# Anyone Familiar with RME Hammerfall cards?



## ejbragg (Dec 13, 2009)

I've got a hardware conflict I'm trying to resolve - everything was working smoothly until I connected a control surface to an older set-up using MIDI, for which the control surface didn't do so well. The newer outboard items really seem to like USB much more. Anyway, after experiencing some severe conflicts and crashes, I was eventually forced to wipe the hard drive and start over.

In the meantime, I upgraded from XP SP1 to SP3 (I'm not interested in upgrading to Windows 7 with this older computer - it runs quite fast on XP). Now when installing my RME Hammerfall 9652 ASIO card, I get another crash each time I attempt to insert the driver. The RME documentation says that their drivers use 64MB of memory; whereas, most computers allocate 32MB for ASIO drivers.

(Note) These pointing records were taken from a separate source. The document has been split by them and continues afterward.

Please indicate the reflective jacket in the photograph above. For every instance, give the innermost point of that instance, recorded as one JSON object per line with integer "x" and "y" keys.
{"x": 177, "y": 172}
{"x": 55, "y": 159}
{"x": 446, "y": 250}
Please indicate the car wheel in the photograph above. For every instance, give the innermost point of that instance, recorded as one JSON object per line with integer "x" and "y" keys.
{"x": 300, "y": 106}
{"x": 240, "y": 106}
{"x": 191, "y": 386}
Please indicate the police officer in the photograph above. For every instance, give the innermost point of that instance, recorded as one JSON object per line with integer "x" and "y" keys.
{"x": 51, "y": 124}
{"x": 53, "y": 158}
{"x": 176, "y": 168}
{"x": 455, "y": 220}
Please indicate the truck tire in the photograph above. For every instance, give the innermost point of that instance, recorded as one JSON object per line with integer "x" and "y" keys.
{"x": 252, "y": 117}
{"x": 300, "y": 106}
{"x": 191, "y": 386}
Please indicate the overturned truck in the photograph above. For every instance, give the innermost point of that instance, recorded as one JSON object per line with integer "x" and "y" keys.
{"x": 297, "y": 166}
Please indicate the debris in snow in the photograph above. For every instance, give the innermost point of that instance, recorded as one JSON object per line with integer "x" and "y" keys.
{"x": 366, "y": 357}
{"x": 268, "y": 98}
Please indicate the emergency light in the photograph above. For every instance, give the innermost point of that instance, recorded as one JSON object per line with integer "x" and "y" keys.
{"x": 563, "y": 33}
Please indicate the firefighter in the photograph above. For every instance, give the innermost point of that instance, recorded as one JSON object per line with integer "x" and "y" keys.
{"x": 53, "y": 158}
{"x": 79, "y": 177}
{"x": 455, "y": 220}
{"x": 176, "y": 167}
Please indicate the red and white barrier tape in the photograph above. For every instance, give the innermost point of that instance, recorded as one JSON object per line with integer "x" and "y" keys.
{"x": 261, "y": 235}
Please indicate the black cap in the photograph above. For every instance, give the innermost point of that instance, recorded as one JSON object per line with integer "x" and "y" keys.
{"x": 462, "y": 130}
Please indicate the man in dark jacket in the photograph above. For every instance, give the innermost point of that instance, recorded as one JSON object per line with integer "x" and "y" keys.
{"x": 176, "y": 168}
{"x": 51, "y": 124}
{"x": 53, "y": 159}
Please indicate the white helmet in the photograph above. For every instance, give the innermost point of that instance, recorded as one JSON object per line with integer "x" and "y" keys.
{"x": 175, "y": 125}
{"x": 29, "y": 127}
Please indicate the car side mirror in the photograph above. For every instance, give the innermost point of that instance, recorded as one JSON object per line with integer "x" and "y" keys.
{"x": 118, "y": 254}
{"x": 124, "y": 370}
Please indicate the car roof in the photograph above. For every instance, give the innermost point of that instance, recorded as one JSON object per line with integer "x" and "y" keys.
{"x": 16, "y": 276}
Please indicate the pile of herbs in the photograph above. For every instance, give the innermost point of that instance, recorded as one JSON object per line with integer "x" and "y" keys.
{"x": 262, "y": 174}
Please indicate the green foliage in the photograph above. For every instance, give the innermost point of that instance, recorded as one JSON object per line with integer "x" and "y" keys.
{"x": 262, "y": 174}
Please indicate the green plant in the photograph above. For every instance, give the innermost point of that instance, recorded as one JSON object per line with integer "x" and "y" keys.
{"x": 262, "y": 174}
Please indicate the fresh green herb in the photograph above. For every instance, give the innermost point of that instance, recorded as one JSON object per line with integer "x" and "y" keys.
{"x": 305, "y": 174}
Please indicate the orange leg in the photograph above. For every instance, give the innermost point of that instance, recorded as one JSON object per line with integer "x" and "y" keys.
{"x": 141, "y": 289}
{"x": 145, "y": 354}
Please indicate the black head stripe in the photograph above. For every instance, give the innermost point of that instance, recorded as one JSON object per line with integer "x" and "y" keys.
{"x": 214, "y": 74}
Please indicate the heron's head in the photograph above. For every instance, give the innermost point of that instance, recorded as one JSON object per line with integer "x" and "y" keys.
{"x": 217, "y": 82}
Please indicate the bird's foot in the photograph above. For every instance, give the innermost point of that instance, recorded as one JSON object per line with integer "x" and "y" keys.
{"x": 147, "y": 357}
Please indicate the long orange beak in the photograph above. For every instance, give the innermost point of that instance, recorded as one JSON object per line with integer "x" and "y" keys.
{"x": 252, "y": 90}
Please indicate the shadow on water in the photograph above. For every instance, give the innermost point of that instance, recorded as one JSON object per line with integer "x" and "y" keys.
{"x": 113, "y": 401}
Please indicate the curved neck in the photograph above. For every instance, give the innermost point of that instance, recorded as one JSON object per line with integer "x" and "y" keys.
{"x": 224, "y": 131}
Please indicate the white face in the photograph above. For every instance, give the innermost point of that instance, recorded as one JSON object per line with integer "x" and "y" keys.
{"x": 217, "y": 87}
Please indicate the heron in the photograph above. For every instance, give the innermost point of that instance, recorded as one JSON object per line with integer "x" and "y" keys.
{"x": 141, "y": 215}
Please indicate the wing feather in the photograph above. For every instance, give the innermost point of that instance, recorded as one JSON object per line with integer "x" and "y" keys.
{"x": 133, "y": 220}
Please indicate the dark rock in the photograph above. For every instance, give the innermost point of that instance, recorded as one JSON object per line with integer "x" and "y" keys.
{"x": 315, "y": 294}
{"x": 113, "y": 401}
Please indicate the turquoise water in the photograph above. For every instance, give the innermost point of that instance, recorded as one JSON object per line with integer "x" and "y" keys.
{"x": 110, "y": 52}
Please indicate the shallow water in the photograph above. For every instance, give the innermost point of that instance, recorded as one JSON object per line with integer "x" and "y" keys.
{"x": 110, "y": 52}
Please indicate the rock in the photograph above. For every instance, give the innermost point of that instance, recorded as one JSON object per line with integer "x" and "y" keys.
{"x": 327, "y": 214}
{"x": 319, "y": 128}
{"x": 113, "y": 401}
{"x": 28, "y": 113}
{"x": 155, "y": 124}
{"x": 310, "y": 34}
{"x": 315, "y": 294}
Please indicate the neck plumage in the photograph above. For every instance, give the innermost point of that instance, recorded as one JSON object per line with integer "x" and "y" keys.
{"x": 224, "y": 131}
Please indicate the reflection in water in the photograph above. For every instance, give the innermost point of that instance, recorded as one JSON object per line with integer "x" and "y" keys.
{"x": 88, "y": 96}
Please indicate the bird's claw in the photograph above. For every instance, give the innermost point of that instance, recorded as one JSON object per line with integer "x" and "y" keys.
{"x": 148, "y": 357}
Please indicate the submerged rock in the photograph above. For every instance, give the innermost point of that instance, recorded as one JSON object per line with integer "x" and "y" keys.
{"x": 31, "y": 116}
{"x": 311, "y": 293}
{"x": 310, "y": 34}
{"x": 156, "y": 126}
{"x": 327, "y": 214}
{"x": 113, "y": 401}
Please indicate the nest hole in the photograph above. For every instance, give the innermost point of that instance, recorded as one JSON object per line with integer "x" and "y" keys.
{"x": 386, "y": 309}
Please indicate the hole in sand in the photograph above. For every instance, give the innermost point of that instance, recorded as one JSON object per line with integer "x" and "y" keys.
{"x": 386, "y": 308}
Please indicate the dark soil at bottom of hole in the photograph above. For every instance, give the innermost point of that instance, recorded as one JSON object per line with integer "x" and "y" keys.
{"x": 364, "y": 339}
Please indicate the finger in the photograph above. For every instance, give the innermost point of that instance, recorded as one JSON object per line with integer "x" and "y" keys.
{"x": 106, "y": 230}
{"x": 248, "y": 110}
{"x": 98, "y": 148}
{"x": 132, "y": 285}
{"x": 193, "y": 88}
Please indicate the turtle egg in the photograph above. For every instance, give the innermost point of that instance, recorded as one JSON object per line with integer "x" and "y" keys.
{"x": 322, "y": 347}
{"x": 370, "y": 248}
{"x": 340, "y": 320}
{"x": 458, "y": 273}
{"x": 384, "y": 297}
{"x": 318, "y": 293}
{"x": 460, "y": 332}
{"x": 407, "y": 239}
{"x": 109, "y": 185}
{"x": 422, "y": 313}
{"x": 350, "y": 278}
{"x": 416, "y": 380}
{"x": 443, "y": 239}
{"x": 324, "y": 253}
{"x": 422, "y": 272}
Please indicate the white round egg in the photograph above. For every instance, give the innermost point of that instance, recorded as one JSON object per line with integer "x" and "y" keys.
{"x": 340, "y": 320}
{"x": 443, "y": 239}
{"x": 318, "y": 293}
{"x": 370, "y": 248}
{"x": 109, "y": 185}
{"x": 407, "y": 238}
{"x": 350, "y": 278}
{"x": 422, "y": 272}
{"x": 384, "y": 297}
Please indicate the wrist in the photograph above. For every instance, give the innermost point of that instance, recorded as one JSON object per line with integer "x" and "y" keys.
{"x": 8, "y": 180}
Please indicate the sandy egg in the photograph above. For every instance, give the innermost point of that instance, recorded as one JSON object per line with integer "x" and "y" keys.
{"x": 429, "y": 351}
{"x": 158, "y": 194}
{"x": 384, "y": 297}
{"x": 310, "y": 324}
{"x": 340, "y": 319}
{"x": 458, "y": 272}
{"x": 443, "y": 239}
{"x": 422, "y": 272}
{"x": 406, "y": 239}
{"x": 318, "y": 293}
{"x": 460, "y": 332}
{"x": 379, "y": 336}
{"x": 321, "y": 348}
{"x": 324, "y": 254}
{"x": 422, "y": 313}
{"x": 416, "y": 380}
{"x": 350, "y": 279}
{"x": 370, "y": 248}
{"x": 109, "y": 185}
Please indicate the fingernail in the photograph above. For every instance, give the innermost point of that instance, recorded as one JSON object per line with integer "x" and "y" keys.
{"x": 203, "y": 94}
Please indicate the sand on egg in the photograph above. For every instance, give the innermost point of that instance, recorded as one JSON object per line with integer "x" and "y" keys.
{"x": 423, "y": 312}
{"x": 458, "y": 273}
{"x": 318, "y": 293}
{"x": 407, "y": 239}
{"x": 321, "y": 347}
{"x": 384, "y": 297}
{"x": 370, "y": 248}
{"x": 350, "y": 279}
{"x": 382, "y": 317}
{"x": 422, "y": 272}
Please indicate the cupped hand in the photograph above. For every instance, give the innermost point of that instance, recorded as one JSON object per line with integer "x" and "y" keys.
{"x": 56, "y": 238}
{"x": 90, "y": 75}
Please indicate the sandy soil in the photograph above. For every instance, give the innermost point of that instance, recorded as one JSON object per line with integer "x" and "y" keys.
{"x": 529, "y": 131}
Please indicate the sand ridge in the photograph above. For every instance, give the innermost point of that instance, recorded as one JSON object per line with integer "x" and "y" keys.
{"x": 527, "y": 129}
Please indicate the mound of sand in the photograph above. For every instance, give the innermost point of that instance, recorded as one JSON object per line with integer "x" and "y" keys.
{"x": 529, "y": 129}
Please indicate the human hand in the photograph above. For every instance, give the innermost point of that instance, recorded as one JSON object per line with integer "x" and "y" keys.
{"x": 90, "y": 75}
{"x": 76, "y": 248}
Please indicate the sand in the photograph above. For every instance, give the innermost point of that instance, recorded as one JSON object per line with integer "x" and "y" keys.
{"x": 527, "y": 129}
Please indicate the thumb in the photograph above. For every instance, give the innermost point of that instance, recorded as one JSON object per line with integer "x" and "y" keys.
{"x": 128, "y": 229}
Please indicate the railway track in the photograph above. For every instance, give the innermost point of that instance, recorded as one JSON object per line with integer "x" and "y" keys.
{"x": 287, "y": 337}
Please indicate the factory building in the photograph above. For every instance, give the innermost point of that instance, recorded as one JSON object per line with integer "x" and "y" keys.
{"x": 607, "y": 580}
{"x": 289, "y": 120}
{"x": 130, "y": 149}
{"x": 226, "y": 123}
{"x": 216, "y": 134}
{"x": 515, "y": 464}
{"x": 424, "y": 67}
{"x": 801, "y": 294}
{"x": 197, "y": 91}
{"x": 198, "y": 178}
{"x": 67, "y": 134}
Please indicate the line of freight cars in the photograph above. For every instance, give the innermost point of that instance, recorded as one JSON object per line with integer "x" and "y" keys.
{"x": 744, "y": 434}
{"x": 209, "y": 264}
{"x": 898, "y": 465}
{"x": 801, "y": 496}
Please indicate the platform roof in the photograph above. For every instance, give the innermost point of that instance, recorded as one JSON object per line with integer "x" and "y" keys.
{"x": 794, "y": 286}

My BIOS does find the card - it's certainly there, but I'm afraid the slot allocated is too small.

Anyone know about this problem?


----------



## immortalgropher (Feb 16, 2010)

Windows 7 will run just as fast as XP. Trust me on that. 7 is also muuuuch better with drivers.

The only reason I can think of as to why this is happening is an IRQ conflict, in which case you can uninstall one driver or the other, or both and re install one driver. If you have enough memory, you should be able to allocate just fine.


----------



## ejbragg (Dec 13, 2009)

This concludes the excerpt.